Q : Avez-vous aussi été victime d’intimidation de la part de la communauté crie ?
Saddleback : Oui, un peu. Des cousins, des tantes ou des oncles me taquinaient en disant : « Tu es un garçon manqué ! Pourquoi agis-tu ainsi ? » Les gens voulaient que je sois plus féminine. Lorsque je vivais dans la réserve, j’étais parfois considéré comme « la seule personne homosexuelle du village ».
Avec le recul, je constate cependant que si j’ai été pointé du doigt par certains, j’ai le plus souvent senti qu’on m’acceptait comme j’étais, que mon opinion comptait et que je pouvais contribuer au rayonnement de la culture des Cris, remplir un rôle cérémoniel. Le sentiment d’exclusion n’était pas aussi prononcé que dans le quotidien de la vie à Calgary ou de la vie scolaire.

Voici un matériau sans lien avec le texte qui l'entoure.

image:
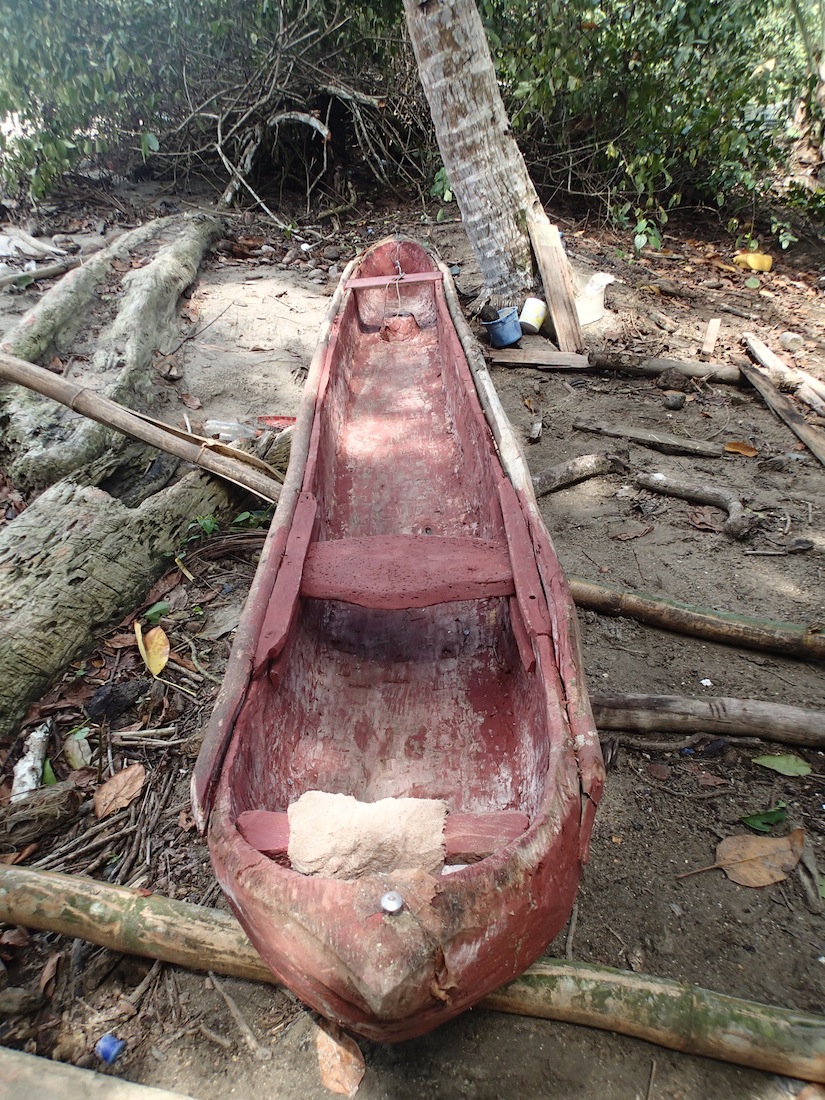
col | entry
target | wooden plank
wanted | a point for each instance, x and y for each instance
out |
(283, 606)
(712, 334)
(529, 593)
(536, 351)
(630, 363)
(28, 1077)
(657, 440)
(398, 571)
(369, 282)
(468, 837)
(554, 271)
(813, 438)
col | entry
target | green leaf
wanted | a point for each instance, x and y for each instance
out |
(153, 614)
(788, 765)
(762, 822)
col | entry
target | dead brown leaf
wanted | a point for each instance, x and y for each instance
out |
(633, 532)
(739, 447)
(759, 860)
(119, 791)
(340, 1060)
(15, 937)
(660, 771)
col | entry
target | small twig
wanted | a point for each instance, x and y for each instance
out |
(199, 667)
(138, 993)
(197, 332)
(259, 1049)
(221, 1041)
(571, 933)
(651, 1079)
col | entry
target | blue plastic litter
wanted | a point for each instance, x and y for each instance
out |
(109, 1047)
(506, 330)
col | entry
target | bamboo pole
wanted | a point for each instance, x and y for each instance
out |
(733, 717)
(794, 639)
(235, 466)
(680, 1016)
(670, 1013)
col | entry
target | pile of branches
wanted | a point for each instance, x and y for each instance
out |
(309, 112)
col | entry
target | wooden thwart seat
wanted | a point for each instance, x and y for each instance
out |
(397, 571)
(468, 837)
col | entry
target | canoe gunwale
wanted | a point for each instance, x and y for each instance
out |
(206, 773)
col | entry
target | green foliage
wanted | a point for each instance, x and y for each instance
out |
(202, 527)
(80, 77)
(649, 102)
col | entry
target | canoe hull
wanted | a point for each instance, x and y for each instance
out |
(408, 635)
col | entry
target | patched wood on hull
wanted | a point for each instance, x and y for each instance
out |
(408, 634)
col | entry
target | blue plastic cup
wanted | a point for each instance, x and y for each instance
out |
(505, 330)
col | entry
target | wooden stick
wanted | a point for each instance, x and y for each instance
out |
(47, 271)
(537, 352)
(813, 438)
(579, 469)
(711, 337)
(732, 717)
(657, 440)
(26, 1075)
(739, 520)
(794, 639)
(552, 263)
(787, 375)
(691, 367)
(680, 1016)
(235, 466)
(675, 1015)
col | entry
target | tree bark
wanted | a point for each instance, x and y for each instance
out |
(91, 545)
(730, 717)
(75, 561)
(485, 167)
(501, 210)
(675, 1015)
(795, 639)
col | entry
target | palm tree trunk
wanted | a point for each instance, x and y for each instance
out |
(483, 162)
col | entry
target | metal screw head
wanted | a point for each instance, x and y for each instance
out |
(392, 902)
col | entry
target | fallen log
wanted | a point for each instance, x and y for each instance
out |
(670, 1013)
(78, 559)
(239, 468)
(732, 717)
(657, 440)
(575, 470)
(554, 271)
(679, 1016)
(793, 639)
(806, 387)
(739, 520)
(782, 406)
(630, 363)
(42, 441)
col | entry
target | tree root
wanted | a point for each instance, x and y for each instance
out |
(45, 441)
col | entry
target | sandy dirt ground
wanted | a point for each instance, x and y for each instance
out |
(251, 323)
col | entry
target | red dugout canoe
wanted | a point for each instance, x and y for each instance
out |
(408, 635)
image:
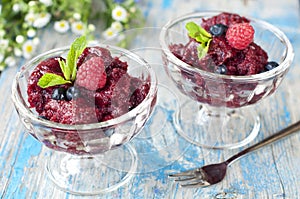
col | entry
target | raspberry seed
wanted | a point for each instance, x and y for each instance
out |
(240, 35)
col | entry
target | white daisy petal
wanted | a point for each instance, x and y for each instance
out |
(20, 39)
(10, 61)
(119, 13)
(28, 49)
(117, 26)
(1, 57)
(17, 52)
(4, 43)
(31, 33)
(109, 33)
(46, 2)
(42, 20)
(30, 18)
(78, 27)
(61, 26)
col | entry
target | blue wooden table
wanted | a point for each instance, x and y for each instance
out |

Au final, il est admis que notre culture prône la non-ingérence et que nous sommes tous des êtres humains dotés de dons et de responsabilités dont nous pouvons faire profiter la collectivité d’une manière ou d’une autre.

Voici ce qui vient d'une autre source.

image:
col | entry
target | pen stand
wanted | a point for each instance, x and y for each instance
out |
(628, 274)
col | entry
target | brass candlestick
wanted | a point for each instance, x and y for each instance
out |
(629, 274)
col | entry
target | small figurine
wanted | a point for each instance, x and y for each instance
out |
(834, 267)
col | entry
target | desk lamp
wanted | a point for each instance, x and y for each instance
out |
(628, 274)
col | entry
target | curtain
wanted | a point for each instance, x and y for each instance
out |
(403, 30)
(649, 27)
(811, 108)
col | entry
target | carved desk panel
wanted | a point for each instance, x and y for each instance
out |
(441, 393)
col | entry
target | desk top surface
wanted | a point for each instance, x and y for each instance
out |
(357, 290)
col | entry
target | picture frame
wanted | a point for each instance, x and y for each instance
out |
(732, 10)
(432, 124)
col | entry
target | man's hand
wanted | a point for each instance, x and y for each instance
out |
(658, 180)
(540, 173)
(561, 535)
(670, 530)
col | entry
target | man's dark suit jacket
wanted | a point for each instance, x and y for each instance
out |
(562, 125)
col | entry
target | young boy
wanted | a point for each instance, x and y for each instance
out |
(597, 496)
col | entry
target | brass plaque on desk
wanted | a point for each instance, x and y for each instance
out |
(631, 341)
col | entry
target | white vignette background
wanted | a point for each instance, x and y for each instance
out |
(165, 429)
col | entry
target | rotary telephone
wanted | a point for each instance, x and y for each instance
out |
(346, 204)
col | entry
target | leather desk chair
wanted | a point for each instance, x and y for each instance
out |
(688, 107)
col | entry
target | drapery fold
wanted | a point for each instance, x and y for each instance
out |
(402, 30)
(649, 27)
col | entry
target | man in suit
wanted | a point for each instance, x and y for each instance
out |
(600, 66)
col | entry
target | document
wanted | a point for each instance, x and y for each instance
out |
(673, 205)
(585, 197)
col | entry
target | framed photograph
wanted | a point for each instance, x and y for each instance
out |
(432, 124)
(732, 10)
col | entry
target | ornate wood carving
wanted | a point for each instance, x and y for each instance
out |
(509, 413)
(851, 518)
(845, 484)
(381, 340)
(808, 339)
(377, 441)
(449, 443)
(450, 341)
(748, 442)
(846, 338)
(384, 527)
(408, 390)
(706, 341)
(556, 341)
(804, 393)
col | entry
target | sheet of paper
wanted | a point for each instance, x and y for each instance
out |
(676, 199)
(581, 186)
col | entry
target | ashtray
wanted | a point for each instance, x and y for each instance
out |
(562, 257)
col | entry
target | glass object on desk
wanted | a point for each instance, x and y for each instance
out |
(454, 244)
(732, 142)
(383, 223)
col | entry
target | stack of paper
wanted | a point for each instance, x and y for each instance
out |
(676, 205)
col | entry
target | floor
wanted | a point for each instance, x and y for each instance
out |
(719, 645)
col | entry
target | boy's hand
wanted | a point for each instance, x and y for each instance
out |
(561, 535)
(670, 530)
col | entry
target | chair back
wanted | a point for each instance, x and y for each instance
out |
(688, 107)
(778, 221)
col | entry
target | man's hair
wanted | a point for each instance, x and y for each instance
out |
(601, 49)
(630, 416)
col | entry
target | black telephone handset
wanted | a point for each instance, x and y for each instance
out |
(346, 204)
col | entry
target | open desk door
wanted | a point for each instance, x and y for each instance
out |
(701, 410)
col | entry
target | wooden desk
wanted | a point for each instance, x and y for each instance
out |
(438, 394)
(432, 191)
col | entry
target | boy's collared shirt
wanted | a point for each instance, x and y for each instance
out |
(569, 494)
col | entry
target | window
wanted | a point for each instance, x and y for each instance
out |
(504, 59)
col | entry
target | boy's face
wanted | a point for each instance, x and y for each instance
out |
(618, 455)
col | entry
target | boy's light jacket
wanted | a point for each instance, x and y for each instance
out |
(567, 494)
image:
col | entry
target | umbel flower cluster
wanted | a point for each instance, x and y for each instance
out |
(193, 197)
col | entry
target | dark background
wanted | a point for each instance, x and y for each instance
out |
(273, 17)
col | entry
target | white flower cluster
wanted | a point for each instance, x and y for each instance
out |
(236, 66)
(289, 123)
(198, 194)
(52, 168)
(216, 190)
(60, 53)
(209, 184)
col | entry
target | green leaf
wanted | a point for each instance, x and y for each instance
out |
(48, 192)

Q : À l’époque précédant le contact avec les Européens, on appelait les personnes bispirituelles les « Doués » parce qu’elles portaient en elles deux esprits – celui de l’homme et celui de la femme – et étaient considérées comme des membres essentiels de la société autochtone. Les personnes bispirituelles sont-elles toujours considérées et reconnues comme telles dans votre culture, ou est-ce une tradition que vous cherchez à faire revivre ?
Saddleback : Les choses évoluent au sein de la communauté autochtone, mais le processus de guérison prendra encore bien des années. Nous faisons face à des cas où les colonisateurs ont cherché à s’infiltrer non seulement dans nos systèmes comportementaux, mais aussi dans nos normes et cérémonies culturelles. Les gens se basent sur un discours cisnormatif ou hétéronormatif en raison des faits historiques enseignés dans les pensionnats.

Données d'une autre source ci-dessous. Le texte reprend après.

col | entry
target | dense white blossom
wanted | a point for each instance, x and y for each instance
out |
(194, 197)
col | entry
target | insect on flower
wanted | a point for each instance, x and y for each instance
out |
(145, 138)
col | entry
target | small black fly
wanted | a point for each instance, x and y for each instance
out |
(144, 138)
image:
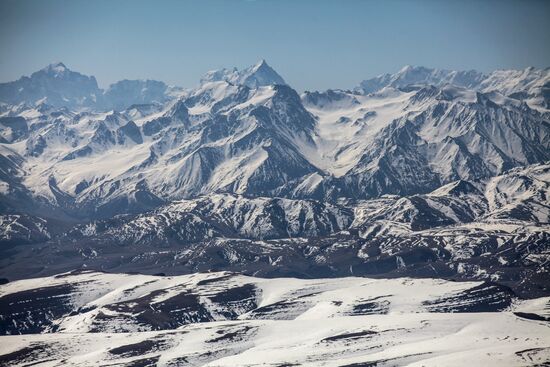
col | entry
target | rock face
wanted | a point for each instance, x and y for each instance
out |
(419, 173)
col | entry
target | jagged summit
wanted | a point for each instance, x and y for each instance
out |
(57, 67)
(257, 75)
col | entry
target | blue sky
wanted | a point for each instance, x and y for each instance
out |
(312, 44)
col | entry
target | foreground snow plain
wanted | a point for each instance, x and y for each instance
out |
(234, 320)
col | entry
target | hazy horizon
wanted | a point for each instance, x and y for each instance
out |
(312, 45)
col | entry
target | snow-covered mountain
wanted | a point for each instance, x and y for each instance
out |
(412, 177)
(530, 84)
(224, 319)
(258, 75)
(245, 132)
(424, 176)
(58, 86)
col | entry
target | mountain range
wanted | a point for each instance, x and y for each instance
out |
(419, 173)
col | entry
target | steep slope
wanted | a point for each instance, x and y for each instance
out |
(223, 319)
(58, 86)
(414, 140)
(55, 85)
(258, 75)
(530, 85)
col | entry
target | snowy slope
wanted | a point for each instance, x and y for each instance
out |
(229, 320)
(227, 136)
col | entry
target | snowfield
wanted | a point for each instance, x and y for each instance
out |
(246, 321)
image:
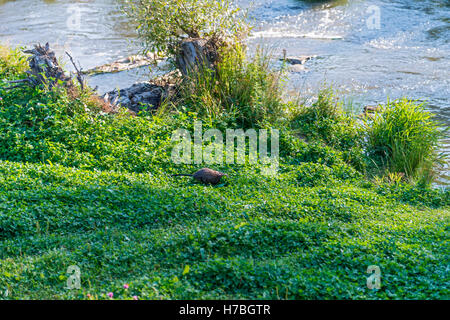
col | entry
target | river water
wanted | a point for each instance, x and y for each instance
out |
(368, 50)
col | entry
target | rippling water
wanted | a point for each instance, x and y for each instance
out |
(406, 55)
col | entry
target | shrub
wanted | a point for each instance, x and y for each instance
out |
(163, 24)
(404, 138)
(240, 90)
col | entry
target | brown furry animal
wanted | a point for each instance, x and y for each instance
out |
(205, 175)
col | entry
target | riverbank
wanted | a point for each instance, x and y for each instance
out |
(81, 187)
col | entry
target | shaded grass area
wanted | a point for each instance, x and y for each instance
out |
(273, 240)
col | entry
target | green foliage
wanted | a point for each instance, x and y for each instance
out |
(163, 24)
(80, 187)
(326, 121)
(404, 138)
(241, 92)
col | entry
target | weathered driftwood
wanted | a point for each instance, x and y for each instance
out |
(140, 96)
(195, 54)
(145, 95)
(131, 62)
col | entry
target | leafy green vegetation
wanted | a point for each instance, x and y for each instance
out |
(238, 92)
(163, 24)
(82, 187)
(404, 138)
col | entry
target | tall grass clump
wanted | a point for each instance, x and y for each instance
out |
(327, 121)
(404, 138)
(242, 90)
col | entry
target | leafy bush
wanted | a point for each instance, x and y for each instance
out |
(404, 138)
(163, 24)
(243, 92)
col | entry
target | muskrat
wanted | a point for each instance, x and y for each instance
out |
(205, 175)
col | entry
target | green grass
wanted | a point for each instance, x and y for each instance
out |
(80, 187)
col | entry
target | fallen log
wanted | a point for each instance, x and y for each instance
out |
(45, 70)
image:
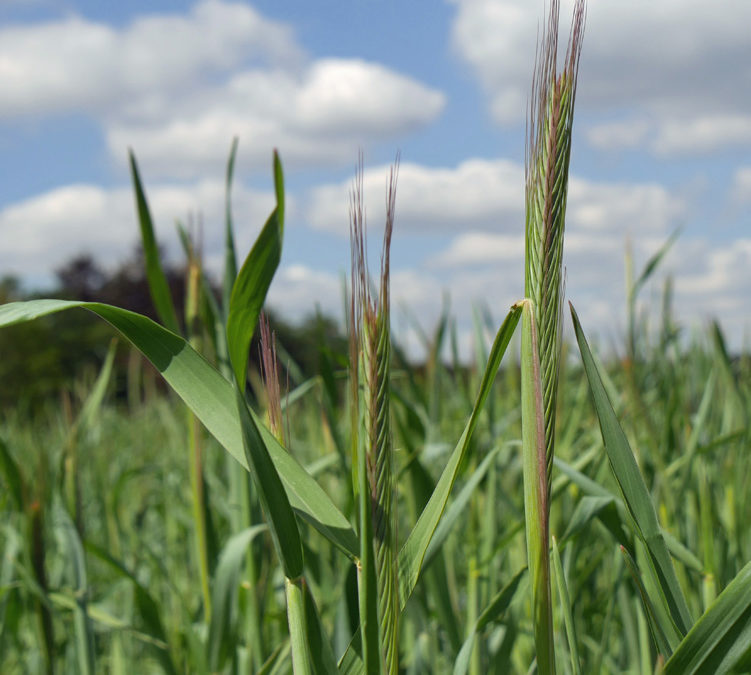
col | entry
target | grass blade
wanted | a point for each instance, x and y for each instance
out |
(722, 635)
(276, 506)
(252, 284)
(230, 257)
(413, 552)
(536, 491)
(158, 286)
(83, 631)
(493, 612)
(634, 490)
(210, 396)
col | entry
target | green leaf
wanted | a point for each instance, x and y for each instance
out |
(634, 491)
(720, 639)
(146, 606)
(274, 501)
(661, 640)
(77, 564)
(536, 498)
(158, 286)
(457, 507)
(492, 613)
(211, 398)
(252, 284)
(224, 592)
(413, 552)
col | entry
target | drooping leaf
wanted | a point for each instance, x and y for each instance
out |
(210, 396)
(158, 286)
(721, 638)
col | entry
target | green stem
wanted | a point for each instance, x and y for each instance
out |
(295, 592)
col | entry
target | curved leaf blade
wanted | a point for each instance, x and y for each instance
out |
(210, 396)
(253, 281)
(633, 489)
(722, 635)
(413, 552)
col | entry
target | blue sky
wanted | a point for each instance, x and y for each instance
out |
(662, 140)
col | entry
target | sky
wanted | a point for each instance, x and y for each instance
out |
(662, 141)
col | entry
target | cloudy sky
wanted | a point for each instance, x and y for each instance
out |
(662, 141)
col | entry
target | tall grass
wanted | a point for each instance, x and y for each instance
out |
(412, 554)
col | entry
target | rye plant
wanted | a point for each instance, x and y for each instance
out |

J’ai compris, tout au long de mon parcours de vie et de survie, que la revitalisation est en marche. Des gens comme moi et plusieurs de mes frères et sœurs bispirituels et transgenres sont la preuve vivante que notre communauté est en sécurité. Alors que les enseignements sont demeurés tabous pendant des générations parce que nos ancêtres ont vu dans le système colonial une tentative visant à nous exterminer, nous cherchons à redécouvrir ces enseignements pour nous guider, pour déterminer la direction à prendre.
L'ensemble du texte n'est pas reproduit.